Przedwczoraj rodzice zostali przewiezieni do AMG. - Stan kobiety był bardzo ciężki - twierdzi dr Jacek Anand. - Badania biochemiczne wykazały cechy dużego uszkodzenia wątroby. Jej krew nie krzepła. Uznaliśmy, że trzeba zastosować jak najszybciej metodę podtrzymywania funkcji uszkodzonej wątroby za pomocą urządzenia dializującego MARS. Zabiegi MARS stosowano już wcześniej w kilku ośrodkach w Polsce.
Władze Akademickiego Centrum Klinicznego zwróciły się do pomorskiego NFZ o sfinansowanie zabiegów. Odpowiedź przyszła po piętnastu minutach. - Uznaliśmy, iż mimo niezakontraktowania przez AMG świadczenia należy znaleźć pieniądze - mówi Barbara Kawińska z NFZ. Natychmiast do AMG ściągnięto aparaturę do dializ. O godzinie 19 MARS rozpoczął pracę. Poniedziałek był ciężkim dniem.

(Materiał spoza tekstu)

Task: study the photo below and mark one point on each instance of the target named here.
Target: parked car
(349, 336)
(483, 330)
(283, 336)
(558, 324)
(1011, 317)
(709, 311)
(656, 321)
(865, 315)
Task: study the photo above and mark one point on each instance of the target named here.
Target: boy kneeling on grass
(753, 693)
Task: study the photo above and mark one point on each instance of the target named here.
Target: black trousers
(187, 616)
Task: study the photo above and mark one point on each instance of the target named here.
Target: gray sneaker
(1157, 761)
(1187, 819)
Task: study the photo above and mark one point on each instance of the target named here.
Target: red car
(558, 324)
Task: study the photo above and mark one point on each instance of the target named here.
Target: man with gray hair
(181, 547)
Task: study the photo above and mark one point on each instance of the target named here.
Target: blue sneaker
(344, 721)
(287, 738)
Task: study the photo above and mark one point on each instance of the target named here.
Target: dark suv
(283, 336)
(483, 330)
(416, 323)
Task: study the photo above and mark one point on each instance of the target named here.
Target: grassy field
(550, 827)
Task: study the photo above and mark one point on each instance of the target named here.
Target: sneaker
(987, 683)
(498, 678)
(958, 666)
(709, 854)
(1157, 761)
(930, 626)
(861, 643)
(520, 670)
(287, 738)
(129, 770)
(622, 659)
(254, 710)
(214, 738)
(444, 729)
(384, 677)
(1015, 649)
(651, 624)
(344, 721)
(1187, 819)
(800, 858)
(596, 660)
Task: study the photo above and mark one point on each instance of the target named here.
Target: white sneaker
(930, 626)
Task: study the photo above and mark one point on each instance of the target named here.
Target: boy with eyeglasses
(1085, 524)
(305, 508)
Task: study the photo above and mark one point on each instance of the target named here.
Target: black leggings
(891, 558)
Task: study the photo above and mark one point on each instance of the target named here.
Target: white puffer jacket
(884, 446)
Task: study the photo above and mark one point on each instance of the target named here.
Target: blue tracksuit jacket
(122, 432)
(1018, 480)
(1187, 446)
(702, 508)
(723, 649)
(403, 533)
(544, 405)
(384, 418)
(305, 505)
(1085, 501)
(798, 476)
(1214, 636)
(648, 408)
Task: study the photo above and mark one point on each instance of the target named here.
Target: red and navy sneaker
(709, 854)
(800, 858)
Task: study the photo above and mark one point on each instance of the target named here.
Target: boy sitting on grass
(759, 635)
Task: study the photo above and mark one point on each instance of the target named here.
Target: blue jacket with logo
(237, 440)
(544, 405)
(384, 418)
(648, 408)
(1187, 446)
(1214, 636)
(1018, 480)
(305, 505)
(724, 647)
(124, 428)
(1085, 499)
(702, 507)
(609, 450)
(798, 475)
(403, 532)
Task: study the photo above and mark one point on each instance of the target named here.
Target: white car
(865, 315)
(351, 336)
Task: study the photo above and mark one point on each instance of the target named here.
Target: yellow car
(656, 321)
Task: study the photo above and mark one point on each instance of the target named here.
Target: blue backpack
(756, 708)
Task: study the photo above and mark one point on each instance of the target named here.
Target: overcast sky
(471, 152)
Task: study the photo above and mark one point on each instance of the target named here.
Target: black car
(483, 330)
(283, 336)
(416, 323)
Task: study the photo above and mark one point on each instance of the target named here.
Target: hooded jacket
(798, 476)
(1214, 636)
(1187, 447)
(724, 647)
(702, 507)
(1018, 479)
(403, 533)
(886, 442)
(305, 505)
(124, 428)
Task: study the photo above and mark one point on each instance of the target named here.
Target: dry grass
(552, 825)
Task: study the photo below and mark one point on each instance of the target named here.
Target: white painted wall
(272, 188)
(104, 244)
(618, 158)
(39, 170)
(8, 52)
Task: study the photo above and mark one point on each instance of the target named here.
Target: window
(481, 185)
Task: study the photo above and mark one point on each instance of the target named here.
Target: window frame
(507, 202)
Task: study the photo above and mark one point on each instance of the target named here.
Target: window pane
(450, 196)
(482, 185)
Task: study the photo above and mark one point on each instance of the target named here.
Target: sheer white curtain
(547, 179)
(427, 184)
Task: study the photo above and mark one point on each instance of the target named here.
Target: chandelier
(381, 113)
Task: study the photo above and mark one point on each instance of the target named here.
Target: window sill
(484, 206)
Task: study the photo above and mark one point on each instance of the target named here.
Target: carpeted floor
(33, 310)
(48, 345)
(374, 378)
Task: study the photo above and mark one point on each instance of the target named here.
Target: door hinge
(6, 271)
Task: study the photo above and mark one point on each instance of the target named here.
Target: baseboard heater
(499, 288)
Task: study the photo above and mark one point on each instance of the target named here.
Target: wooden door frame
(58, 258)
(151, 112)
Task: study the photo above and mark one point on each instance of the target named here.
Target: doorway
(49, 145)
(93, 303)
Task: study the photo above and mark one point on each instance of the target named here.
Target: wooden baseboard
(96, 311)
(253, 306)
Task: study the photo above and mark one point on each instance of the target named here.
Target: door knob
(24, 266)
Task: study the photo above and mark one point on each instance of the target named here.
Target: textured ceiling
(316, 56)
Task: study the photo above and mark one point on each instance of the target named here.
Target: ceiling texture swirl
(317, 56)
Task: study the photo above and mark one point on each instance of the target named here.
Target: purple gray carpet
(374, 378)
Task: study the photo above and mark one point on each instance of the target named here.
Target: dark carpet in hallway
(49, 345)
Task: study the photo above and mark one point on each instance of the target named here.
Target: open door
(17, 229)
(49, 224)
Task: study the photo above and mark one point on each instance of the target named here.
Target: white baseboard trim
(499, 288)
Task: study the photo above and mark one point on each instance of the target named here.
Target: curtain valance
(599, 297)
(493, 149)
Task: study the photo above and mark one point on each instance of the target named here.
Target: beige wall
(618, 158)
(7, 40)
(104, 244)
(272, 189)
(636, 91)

Kilkanaście zgłoszeń (na szczęście nie wszystkie się potwierdziły) o zatruciu grzybami, karetki na sygnale przywożące kolejnych pacjentów. W jednej z nich, aż z Kętrzyna, przyjechał Jerzy Pupin. - W sobotę zjedliśmy z mamą, ojcem i bratem grzyby - mówi z trudem 36-letni mężczyzna. - W niedzielę rano wezwaliśmy pogotowie. Mama pozostała w szpitalu w Olsztynie, tata i brat są w Krakowie, mnie przywieziono do Gdańska. Niewykluczone, że będę następnym chorym uratowanym przez ten aparat.
Warmińsko-mazurski oddział NFZ szybko potwierdził, że zapłaci koszty dializowania swego pacjenta. Na szczęście w przypadku pana Jerzego zastosowanie tradycyjnych metod leczenia daje efekty i jeśli jego stan się nie pogorszy - MARS nie będzie potrzebny.

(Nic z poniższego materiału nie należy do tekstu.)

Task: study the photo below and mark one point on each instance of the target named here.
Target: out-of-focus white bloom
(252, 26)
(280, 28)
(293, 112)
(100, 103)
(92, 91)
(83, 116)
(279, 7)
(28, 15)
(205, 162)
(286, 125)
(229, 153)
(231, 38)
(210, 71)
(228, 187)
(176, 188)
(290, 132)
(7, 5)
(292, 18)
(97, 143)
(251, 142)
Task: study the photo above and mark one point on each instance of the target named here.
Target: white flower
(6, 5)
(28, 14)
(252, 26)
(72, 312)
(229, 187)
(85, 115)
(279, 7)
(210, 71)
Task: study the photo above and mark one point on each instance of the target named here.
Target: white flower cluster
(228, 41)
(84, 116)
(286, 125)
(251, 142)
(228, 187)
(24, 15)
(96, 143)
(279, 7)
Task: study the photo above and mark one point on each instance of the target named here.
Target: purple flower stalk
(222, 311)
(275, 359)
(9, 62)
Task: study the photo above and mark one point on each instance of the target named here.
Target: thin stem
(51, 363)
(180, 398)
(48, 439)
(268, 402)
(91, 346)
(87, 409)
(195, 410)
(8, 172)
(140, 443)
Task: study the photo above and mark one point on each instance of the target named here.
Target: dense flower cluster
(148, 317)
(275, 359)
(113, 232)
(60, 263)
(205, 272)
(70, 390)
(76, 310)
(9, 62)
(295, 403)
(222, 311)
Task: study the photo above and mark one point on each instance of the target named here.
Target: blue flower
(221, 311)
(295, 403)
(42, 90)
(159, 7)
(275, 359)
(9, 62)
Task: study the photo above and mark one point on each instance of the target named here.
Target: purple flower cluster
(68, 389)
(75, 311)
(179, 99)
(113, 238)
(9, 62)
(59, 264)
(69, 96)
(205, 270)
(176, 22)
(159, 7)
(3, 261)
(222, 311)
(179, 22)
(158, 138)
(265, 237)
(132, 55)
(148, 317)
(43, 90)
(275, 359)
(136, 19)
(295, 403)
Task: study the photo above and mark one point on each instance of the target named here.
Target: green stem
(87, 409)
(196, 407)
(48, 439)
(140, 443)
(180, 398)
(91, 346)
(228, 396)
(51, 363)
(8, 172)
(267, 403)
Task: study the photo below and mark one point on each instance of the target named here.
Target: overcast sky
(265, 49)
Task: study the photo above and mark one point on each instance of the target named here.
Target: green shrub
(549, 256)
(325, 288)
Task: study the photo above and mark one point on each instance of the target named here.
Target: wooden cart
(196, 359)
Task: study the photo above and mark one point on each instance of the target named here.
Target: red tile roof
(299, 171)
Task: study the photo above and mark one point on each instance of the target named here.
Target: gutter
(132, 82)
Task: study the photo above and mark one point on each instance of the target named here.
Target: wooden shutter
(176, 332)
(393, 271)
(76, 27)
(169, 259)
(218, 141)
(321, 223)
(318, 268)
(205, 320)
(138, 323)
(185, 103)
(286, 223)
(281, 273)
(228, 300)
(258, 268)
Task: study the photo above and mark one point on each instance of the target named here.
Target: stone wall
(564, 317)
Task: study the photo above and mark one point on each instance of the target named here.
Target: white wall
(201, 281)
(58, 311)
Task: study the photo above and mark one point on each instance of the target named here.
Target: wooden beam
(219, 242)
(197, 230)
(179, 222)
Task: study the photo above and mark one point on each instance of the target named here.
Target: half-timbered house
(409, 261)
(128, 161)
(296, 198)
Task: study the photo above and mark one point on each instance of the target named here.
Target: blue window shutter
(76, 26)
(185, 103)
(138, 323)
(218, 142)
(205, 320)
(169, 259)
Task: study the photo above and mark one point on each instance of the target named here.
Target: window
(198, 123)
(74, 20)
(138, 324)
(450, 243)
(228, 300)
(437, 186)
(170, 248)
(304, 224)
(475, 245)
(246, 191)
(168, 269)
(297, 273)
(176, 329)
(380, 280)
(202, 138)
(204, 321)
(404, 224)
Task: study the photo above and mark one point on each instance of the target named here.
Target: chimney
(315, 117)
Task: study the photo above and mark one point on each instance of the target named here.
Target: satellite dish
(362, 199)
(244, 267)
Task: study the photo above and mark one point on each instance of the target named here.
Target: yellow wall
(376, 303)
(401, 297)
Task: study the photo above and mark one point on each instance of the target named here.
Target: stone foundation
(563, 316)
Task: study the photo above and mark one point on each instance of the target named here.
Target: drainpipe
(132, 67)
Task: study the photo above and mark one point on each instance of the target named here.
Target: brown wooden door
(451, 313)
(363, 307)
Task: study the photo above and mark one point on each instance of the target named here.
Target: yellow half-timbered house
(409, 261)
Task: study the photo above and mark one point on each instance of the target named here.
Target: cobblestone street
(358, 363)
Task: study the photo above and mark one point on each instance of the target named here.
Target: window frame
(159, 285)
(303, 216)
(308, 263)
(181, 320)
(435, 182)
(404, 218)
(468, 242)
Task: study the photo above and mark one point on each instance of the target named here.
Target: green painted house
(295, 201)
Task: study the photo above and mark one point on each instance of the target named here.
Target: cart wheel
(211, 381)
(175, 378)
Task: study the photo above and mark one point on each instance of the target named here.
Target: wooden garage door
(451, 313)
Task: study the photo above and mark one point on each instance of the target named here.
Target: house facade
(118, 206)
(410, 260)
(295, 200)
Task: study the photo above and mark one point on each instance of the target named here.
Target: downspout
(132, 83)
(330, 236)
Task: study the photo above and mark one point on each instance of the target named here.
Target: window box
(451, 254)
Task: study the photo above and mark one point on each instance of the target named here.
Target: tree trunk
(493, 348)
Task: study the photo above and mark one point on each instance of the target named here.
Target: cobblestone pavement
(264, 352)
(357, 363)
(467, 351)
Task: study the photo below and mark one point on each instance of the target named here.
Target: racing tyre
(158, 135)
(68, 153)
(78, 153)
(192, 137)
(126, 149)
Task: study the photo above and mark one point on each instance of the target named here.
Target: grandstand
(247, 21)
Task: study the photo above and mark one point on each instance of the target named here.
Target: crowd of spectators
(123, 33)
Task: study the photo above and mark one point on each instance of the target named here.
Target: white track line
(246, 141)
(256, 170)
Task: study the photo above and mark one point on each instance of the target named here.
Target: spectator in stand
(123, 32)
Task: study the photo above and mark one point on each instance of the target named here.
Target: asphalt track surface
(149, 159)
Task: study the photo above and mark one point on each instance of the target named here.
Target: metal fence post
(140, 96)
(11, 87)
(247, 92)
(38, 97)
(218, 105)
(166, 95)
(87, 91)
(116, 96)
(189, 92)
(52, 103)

Co roku wskutek zatrucia muchomorem sromotnikowym na Pomorzu umiera kilkanaście osób. - Nie udaje się nam uratować co trzeciego pacjenta - twierdzą gdańscy toksykolodzy. - Na południu kraju ginie połowa ofiar grzybów. Wczoraj do wieczora trwała druga dializa matki siedmiorga dzieci. Jeśli nie dojdzie do regeneracji uszkodzonej przez toksyny wątroby, pacjentka będzie musiała czekać na przeszczep. Jest nadzieja, że się doczeka.